Havia preparado tudo para a chegada da jovem. Seu quarto estava intacto novamente. Não haviam cacos espalhados pelo piso, os móveis voltaram para o lugar de origem.

Tudo nos conformes. Quase tudo.

- Ei, como se sente? - Disse ao adentrar no ambiente. Lia, sentada na ponta da cama balançava as pernas para frente e para trás, brincando com o nó dos dedos repousantes em teu colo.

- Finalmente vou para casa? - Questionou.

Vilarin, calmamente, aproximou-se. Sentou ao lado do pequeno corpo, abraçando-o.

- Sim, menina. - Respondeu. As orbes dela derramaram-se nos seus, continham uma luminosidade tímida, branda. - Vais para casa.

- Me fará visitas?
O silêncio pairou pelo ar. Foram necessários segundos para que a mais velha se desse conta de como a outra estava sensível; tonificou a voz ao proferir:

- Não, Lia. Não farei visitas. - Beijou-lhe a tez morna, compartilhando sua calmaria com ela que, tinha uma agitação fora do comum instaurada no corpo. - Ficará conosco, sim?

- Não irei atrapalhar?

- Escute, você nunca atrapalha. Aliás, todos estão aguardando teu retorno. Lu só fala em mostrar-lhe a coleção nova de pincéis e, a pequena, bem... pergunta de minuto em minuto quando a tia Li vai para casa.

- Mesmo?

- Mesmo, Lia. - Afirmou. Sorriu, sendo agraciada com a expressão de alívio e felicidade estampada na face da outra. Ergueu-se após o breve entorpecimento, estendendo sua mão para ela. - Chegou a hora, vamos para casa.

[...]

O silêncio reinava durante o trajeto. Lia, olhando atentamente a paisagem pensava solenemente em como tudo se daria dali em diante; sentia-se como alguém que era agraciado com o calor após um longo período frio; como a flor em seu desabrochar, florescendo em uma haste que cruzava teu caminho. Se fazia uma infinita alegria carregada de contrastes. Era hora de viver a ferro e fogo.

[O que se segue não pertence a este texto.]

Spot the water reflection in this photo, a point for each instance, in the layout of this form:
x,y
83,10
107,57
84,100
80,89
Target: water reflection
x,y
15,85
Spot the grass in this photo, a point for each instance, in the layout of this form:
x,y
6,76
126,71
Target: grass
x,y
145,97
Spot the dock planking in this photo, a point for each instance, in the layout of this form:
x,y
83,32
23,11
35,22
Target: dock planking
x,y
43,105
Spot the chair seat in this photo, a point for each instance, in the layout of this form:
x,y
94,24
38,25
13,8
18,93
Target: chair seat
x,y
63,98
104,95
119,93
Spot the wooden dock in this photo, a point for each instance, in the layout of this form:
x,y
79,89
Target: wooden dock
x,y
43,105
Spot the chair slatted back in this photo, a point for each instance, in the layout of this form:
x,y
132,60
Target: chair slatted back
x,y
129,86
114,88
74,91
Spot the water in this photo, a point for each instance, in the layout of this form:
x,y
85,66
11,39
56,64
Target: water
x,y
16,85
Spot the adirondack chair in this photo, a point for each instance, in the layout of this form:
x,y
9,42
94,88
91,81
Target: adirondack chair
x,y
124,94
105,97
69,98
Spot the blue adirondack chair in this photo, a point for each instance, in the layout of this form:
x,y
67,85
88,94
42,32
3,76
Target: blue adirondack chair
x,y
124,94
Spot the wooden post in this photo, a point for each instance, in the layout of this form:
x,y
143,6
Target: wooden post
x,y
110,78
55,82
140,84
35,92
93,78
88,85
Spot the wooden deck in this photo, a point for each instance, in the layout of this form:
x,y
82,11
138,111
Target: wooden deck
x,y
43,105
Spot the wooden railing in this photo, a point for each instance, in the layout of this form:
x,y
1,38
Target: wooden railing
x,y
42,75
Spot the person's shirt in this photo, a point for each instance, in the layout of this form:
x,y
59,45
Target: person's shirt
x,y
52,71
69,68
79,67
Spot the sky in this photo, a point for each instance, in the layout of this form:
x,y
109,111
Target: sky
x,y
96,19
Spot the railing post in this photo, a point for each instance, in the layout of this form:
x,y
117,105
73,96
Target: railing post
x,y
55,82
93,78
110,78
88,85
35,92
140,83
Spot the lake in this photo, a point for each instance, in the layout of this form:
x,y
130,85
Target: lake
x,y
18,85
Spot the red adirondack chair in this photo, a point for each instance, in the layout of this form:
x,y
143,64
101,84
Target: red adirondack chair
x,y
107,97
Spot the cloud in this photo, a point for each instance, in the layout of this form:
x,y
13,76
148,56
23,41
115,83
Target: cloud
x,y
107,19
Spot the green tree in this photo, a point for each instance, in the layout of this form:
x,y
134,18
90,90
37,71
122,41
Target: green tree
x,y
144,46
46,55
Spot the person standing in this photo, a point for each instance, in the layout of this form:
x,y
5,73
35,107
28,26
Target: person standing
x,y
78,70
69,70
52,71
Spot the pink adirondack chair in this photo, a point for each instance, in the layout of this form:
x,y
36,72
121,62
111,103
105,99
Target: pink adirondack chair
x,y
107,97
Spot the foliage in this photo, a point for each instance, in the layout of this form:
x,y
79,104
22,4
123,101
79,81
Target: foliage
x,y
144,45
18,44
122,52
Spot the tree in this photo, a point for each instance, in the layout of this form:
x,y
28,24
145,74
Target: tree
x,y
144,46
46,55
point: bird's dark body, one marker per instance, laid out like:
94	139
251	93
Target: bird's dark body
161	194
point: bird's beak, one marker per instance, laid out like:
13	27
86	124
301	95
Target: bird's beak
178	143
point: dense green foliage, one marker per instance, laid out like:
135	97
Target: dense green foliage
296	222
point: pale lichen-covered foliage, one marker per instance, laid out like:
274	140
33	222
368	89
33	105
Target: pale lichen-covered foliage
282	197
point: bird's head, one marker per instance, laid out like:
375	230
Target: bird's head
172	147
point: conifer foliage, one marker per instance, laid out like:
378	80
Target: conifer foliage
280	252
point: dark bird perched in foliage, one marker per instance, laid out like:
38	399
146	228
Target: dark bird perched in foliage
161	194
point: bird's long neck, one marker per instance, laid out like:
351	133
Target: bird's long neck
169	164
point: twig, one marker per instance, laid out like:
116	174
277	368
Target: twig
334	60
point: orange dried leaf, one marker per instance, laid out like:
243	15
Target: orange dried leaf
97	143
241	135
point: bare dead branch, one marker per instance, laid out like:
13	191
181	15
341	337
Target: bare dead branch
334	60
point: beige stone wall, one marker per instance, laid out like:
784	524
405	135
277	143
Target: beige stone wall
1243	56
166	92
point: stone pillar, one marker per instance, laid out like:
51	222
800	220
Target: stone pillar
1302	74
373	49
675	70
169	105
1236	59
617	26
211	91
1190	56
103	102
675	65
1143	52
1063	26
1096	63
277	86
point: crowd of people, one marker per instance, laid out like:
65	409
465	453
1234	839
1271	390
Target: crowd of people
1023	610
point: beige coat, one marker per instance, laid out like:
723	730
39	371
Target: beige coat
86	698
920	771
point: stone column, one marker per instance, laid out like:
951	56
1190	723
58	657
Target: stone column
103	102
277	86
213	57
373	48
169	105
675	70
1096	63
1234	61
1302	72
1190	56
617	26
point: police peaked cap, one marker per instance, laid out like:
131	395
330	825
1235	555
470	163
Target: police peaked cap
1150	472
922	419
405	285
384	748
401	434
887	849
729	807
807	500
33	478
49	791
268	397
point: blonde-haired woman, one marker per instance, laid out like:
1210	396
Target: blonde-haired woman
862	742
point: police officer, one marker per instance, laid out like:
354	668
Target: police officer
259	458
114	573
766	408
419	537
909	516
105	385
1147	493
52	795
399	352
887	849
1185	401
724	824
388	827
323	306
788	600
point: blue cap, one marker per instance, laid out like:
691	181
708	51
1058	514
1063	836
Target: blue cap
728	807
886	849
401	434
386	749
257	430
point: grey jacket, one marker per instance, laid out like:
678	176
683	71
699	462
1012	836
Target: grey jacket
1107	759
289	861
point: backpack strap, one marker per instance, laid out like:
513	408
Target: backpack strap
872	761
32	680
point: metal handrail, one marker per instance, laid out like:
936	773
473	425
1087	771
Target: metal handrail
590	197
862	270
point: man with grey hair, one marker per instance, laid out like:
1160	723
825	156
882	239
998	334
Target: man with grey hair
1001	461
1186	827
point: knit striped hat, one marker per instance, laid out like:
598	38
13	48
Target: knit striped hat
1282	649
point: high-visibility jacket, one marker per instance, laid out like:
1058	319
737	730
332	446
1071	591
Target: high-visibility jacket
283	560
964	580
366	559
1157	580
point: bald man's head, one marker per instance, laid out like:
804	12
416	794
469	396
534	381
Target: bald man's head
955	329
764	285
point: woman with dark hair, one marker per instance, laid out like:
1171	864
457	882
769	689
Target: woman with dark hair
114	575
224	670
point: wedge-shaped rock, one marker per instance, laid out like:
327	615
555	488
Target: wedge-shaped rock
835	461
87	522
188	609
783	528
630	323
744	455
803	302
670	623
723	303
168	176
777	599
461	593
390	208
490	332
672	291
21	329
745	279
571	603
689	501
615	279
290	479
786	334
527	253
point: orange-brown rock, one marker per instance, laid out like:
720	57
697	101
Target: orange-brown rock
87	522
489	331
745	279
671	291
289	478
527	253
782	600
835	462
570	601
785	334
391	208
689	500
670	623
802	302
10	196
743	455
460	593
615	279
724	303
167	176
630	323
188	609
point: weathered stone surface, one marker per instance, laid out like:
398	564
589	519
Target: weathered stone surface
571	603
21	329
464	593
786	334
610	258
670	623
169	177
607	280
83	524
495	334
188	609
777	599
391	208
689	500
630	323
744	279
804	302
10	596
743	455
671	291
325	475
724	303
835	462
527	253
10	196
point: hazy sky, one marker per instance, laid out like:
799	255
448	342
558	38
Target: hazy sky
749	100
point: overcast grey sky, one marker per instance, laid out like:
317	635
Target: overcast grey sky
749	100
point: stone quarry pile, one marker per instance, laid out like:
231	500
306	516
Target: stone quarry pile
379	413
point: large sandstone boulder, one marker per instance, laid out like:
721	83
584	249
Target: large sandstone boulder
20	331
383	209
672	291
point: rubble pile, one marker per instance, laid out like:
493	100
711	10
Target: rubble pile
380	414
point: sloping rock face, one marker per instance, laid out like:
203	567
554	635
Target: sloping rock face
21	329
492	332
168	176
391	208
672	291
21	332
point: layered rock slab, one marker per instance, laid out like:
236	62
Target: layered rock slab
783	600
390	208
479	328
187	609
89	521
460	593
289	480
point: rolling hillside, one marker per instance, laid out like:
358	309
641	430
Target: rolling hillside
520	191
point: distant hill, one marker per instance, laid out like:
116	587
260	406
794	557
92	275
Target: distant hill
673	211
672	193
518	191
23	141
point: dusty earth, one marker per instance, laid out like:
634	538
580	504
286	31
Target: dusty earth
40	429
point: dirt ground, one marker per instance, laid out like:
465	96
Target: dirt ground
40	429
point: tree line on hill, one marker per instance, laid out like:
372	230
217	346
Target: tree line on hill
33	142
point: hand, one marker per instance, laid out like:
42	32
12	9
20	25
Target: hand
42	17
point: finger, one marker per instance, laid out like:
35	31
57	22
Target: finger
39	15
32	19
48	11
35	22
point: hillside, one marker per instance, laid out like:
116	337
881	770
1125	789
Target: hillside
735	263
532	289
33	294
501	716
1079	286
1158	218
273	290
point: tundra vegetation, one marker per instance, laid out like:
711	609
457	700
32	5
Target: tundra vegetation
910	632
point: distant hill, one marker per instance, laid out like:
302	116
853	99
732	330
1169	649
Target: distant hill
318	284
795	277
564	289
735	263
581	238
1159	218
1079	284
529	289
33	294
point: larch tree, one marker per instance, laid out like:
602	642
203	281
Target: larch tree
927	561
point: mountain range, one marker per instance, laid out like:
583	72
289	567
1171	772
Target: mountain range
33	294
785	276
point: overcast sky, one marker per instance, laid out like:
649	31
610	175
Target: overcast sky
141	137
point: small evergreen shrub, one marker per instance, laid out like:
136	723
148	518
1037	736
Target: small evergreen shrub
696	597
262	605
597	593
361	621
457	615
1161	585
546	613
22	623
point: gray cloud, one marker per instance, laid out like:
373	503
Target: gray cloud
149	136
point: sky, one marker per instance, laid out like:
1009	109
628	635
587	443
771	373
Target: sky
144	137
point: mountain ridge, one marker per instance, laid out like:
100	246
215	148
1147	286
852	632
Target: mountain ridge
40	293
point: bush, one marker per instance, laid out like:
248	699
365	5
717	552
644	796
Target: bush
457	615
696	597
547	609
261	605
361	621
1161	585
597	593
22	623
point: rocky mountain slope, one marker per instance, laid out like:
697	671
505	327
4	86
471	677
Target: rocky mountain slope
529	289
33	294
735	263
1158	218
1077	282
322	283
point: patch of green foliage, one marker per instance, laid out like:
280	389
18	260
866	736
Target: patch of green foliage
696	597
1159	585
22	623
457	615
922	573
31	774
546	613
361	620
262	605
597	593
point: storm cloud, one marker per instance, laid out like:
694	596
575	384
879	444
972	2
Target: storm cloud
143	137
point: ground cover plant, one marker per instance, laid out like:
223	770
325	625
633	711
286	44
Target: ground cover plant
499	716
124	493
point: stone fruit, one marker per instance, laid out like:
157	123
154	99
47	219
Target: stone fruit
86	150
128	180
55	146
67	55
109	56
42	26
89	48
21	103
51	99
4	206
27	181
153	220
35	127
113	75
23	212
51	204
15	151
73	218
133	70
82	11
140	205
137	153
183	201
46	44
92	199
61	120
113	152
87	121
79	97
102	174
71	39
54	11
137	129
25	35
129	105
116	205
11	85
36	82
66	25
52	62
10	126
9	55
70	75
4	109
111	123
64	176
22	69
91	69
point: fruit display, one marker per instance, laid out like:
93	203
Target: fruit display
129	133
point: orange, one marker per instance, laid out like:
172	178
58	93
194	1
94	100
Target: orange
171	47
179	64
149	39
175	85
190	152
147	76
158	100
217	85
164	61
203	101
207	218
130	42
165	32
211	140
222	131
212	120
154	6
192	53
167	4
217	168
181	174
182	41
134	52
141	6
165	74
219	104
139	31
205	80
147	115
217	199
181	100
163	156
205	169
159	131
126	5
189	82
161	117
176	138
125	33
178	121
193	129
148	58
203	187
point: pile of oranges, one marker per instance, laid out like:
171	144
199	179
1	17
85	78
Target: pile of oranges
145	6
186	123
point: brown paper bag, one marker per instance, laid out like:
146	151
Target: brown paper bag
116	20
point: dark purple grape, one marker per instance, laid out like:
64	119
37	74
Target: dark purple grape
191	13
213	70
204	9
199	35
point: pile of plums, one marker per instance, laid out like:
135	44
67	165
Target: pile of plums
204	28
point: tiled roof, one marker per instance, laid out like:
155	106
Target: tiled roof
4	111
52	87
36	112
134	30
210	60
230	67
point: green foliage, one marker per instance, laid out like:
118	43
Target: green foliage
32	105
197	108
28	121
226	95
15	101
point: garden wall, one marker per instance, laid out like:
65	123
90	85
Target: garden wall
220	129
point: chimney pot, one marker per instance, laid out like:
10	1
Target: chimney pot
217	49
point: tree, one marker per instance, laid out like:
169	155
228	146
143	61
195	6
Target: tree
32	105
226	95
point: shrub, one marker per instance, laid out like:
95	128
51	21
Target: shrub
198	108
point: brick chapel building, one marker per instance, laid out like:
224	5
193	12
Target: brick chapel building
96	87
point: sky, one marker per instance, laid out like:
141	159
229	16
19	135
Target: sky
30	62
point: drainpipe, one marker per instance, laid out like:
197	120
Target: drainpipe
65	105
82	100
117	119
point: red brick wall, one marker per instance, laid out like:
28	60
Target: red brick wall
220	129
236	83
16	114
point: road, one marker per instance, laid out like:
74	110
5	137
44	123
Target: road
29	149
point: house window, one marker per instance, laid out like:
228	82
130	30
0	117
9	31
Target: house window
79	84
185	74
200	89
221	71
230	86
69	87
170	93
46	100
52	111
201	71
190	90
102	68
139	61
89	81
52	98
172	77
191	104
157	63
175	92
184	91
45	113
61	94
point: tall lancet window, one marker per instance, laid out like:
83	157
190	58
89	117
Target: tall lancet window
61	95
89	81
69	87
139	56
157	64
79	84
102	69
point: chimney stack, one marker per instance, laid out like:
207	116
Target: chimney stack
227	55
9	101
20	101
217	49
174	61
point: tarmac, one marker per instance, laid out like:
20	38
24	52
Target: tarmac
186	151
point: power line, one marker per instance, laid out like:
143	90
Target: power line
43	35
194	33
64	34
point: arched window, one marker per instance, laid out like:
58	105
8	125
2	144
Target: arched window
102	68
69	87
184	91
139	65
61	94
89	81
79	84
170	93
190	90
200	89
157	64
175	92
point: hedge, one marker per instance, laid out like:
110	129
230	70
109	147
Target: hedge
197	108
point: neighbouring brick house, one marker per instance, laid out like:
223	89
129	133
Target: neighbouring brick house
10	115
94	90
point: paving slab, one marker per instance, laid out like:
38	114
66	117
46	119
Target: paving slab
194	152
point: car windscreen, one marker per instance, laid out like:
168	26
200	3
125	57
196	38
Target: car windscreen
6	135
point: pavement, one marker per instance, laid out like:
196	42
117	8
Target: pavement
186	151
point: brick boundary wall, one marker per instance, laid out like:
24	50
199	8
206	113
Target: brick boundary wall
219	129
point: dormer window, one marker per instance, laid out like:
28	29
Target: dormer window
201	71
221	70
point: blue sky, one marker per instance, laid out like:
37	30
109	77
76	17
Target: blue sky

- Vic, no que está pensando? - Num movimento leve, maneou a cabeça na direção da outra que, tinha seus olhos castanhos vagueando para além do vidro. Estava estática, compenetrada demais para alguém que caira em encanto por alguma coisa. Mas, ao ouvir àquela voz, regressou à si.

- Hum... - Ponderou por alguns segundos, entrelaçando seus dedos aos da pequenina. Sorriu. - Estou a pensar nos poetas que tanto celebram algumas voltas, mas... que importa? Se tantas já voltaram, só tu voltaste para a minha vida. Estou genuinamente feliz por isso.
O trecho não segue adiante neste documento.